Il film è un adattamento della commedia teatrale di Patrick Hamilton, Hitchcock la trasforma in cinema sperimentando qualche tecnicismo mai provato prima. La prima innovazione di Nodo alla gola è l’illusione di essere girato con un unico grande piano-sequenza; in realtà, sono una decina di lunghi piani-sequenza montati in modo da garantire un flusso unico della macchina da presa (gli stacchi sono “nascosti” con l’aiuto di primissimi piani che hanno permesso di sostituire i rulli di volta in volta). Inoltre, tempo reale e tempo narrativo corrispondono ed è anche il primo film in cui Hitchcock utilizza il colore.

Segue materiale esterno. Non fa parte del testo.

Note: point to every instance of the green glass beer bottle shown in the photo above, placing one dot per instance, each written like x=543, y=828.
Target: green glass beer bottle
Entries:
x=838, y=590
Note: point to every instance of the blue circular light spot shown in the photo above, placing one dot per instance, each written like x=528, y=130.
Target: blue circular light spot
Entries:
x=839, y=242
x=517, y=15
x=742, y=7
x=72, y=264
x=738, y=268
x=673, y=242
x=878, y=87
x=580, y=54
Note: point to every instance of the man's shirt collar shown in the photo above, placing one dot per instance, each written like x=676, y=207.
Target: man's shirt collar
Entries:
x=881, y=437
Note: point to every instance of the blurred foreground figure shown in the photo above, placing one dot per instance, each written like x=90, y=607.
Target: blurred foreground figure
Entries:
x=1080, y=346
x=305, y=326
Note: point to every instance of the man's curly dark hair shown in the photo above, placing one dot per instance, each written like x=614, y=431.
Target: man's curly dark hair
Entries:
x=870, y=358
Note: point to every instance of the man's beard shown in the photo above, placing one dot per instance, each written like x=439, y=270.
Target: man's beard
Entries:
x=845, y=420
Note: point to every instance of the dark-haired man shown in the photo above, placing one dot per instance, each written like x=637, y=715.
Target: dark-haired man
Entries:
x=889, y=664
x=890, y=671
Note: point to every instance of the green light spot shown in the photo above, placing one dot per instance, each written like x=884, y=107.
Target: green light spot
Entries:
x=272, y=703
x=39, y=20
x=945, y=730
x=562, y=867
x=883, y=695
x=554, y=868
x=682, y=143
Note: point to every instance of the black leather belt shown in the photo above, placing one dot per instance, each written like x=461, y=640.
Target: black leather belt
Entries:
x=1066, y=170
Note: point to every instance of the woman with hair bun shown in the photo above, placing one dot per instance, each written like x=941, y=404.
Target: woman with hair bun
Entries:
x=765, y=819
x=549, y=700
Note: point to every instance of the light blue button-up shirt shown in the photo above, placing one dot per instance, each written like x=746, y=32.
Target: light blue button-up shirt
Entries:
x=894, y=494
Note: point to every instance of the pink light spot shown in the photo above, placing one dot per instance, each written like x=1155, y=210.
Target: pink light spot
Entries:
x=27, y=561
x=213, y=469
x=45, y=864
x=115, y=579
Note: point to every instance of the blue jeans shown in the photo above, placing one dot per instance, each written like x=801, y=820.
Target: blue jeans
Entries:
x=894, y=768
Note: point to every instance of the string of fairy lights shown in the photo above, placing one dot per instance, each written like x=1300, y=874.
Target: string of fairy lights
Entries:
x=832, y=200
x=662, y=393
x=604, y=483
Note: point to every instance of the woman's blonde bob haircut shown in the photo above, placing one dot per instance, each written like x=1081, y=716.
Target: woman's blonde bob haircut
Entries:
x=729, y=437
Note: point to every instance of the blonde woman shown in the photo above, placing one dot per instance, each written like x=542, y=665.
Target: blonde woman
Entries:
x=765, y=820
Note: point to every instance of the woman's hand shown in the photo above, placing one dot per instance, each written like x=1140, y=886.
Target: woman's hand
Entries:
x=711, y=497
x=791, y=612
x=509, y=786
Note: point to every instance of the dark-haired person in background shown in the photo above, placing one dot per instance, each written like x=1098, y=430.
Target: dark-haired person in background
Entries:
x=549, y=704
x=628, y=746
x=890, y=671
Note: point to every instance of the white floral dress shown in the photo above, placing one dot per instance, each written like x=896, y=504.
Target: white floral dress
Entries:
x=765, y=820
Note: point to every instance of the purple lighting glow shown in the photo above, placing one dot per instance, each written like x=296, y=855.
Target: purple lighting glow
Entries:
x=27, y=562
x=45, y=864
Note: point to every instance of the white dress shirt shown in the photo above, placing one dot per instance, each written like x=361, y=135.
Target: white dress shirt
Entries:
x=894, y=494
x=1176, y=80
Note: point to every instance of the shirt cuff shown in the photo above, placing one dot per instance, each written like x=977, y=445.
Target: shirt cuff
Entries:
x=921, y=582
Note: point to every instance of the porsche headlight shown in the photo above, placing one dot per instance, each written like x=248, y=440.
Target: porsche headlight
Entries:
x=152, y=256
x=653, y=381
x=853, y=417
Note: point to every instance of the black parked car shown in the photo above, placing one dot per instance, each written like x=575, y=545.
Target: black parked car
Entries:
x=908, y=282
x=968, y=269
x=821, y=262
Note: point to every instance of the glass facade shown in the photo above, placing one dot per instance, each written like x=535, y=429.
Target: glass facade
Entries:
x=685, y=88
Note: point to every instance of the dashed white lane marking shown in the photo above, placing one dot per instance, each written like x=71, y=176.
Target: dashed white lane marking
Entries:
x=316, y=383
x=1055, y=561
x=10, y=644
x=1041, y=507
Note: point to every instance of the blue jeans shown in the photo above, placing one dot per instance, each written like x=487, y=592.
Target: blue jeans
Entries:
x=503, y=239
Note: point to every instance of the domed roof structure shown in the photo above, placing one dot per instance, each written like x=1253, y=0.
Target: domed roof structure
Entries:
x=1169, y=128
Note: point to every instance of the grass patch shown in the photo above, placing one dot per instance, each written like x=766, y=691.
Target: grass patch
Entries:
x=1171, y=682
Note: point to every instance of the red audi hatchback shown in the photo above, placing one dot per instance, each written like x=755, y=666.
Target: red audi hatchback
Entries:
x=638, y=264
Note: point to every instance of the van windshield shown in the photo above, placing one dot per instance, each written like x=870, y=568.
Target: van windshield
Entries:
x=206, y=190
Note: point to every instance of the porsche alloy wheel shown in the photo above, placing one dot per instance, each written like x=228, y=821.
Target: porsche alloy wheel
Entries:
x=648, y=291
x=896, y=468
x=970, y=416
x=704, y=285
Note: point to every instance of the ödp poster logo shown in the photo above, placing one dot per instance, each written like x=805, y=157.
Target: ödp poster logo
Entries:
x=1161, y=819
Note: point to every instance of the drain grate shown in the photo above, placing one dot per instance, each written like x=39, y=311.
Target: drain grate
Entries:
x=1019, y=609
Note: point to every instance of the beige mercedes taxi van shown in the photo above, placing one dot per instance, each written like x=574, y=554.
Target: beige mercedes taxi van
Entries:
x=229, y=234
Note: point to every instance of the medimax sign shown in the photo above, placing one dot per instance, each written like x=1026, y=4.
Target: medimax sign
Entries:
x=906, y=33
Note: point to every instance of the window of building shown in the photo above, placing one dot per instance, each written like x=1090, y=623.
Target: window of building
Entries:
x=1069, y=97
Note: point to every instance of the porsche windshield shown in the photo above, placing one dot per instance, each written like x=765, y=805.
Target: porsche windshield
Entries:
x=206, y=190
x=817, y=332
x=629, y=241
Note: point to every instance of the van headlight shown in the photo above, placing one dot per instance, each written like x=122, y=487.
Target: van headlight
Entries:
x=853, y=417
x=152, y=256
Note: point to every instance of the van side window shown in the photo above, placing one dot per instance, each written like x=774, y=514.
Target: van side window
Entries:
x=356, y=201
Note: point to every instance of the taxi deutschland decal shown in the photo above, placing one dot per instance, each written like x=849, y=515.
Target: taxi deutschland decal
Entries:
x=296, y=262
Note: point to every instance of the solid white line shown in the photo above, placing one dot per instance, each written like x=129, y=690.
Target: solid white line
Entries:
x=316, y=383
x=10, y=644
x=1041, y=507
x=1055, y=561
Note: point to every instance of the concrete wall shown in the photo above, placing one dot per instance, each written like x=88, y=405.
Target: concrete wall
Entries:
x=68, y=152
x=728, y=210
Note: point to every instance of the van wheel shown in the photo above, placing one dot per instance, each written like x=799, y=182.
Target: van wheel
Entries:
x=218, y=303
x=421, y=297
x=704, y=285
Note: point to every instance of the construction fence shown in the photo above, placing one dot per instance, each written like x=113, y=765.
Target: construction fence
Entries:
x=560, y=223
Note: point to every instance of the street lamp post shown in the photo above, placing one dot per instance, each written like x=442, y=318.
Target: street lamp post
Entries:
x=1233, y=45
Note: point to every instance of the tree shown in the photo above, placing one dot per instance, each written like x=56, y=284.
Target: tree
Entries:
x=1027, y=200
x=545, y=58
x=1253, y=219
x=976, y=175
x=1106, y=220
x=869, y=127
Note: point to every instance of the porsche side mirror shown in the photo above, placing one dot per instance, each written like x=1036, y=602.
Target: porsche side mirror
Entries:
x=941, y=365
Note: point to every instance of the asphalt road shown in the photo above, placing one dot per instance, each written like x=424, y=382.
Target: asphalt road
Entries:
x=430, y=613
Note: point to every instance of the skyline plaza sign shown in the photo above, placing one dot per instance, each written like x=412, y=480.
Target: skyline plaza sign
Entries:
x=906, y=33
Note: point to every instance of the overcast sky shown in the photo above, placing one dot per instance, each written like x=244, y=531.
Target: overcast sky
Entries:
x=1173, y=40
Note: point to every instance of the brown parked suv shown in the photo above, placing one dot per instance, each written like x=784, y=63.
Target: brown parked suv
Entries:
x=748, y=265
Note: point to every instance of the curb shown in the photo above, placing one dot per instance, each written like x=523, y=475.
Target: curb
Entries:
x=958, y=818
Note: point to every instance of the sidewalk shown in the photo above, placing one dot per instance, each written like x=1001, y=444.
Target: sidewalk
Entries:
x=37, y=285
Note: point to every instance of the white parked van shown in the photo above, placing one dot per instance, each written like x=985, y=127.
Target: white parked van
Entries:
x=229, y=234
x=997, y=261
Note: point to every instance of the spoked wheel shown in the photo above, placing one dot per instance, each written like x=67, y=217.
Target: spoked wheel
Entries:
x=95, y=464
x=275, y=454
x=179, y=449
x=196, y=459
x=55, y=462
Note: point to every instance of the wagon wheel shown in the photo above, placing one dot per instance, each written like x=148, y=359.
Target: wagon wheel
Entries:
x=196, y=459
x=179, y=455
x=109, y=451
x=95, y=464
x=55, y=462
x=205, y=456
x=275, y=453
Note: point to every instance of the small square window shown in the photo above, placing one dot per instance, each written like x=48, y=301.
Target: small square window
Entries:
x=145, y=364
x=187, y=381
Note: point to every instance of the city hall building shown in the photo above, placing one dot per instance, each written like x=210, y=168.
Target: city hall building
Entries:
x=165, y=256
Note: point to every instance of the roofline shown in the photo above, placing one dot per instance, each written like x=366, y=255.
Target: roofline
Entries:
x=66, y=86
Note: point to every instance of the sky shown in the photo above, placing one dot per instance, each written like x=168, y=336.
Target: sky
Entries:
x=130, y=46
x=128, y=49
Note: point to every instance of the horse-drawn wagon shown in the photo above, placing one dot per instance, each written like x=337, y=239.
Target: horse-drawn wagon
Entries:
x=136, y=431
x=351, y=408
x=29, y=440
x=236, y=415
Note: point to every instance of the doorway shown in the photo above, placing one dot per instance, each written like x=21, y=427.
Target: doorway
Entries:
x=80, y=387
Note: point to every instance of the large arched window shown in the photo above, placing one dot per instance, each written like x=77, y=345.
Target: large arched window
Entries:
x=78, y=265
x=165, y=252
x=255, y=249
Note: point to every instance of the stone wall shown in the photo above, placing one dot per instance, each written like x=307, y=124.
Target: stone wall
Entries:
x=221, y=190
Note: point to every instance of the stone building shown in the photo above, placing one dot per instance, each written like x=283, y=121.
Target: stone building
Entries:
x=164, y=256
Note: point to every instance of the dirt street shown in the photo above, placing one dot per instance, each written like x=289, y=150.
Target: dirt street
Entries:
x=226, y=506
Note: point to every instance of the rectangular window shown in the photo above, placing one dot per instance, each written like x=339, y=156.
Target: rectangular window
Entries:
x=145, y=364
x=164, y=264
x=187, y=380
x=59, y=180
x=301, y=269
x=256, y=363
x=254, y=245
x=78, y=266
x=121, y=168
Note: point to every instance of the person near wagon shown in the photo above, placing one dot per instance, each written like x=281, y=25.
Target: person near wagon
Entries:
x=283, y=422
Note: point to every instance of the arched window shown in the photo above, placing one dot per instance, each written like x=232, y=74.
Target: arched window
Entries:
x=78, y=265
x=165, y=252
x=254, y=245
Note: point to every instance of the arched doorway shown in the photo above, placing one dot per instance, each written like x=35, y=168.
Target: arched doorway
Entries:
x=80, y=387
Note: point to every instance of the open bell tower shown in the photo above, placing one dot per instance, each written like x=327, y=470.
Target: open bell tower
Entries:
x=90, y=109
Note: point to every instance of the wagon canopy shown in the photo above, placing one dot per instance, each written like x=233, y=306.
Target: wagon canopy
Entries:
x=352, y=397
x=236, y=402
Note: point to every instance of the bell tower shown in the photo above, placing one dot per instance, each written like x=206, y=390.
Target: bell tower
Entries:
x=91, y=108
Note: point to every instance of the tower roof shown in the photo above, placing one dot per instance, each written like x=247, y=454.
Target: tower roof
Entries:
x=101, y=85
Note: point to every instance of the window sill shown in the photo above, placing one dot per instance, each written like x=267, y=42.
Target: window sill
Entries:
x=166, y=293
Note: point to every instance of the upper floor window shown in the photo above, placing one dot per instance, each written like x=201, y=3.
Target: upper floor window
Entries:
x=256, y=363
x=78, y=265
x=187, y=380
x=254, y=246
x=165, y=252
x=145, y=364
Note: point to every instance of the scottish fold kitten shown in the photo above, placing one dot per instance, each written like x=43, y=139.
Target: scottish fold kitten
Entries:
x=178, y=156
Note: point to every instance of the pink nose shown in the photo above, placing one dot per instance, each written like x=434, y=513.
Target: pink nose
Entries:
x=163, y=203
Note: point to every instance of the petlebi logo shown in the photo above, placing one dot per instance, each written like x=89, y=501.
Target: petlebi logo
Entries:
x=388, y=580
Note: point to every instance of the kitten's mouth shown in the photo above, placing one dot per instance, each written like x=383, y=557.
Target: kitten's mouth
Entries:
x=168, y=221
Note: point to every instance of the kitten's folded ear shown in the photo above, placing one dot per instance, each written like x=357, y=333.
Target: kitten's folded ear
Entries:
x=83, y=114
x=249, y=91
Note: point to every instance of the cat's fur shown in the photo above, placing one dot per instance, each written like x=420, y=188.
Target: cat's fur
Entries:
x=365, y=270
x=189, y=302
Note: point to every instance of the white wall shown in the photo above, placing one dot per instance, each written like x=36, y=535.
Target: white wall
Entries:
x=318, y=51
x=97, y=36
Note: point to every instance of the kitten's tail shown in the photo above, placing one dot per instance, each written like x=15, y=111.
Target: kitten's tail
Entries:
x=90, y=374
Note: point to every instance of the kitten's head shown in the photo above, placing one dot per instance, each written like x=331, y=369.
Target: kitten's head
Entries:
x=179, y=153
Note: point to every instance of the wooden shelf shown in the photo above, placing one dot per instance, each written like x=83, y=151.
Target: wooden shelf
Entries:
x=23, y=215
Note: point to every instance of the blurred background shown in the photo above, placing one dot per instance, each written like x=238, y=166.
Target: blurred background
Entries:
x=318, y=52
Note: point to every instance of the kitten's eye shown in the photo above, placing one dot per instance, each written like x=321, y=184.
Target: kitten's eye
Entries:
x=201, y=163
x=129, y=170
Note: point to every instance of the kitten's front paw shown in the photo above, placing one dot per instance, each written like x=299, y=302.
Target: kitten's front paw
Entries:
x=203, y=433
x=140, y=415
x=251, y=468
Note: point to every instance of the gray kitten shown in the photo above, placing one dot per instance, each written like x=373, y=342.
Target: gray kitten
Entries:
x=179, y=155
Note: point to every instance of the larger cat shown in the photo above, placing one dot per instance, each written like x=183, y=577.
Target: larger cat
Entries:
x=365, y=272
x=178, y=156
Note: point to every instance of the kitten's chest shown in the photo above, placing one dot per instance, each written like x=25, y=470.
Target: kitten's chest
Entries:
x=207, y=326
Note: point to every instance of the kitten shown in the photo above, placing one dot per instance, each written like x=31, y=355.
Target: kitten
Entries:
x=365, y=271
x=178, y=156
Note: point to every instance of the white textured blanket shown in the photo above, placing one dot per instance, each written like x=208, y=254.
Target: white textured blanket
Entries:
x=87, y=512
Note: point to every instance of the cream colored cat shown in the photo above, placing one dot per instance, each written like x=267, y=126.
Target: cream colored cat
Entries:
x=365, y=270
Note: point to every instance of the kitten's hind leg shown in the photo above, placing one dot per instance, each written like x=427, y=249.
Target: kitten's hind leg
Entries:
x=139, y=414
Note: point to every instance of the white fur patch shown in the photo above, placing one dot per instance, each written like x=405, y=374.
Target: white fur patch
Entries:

La “filosofia” di Cadell, condivisa anche da Brandon, è un capovolgimento della teoria del Superuomo pensata da Friedrich Nietzsche. «L’essere debole è uno sbaglio», dice Brandon, e i concetti morali del bene e del male sono relativi. Hitchcock ragiona sul cinismo dell’essere umano, sulla tensione spasmodica che si scatena sottopelle in seguito a un gesto orribile, da nascondere. In sala, quella tensione la viviamo, la sentiamo. Palpita dentro di noi mentre veniamo provocati dalle inquadrature del regista che contribuiscono a gonfiare lo stato di ansia. Non è paura, ma suspence. La differenza Hitchcock l’ha più volte spiegata: «La differenza tra suspence e sorpresa è molto semplice e ne parlo molto spesso. Tuttavia nei film c’è spesso confusione tra queste due nozioni. Noi stiamo parlando, c’è forse una bomba sotto questo tavolo e la nostra conversazione è molto normale, non accade niente di speciale e tutt’a un tratto: boom l’esplosione. Il pubblico è sorpreso, ma prima che lo diventi gli è stata mostrata una scena assolutamente normale, priva di interesse. Ora veniamo alla suspence.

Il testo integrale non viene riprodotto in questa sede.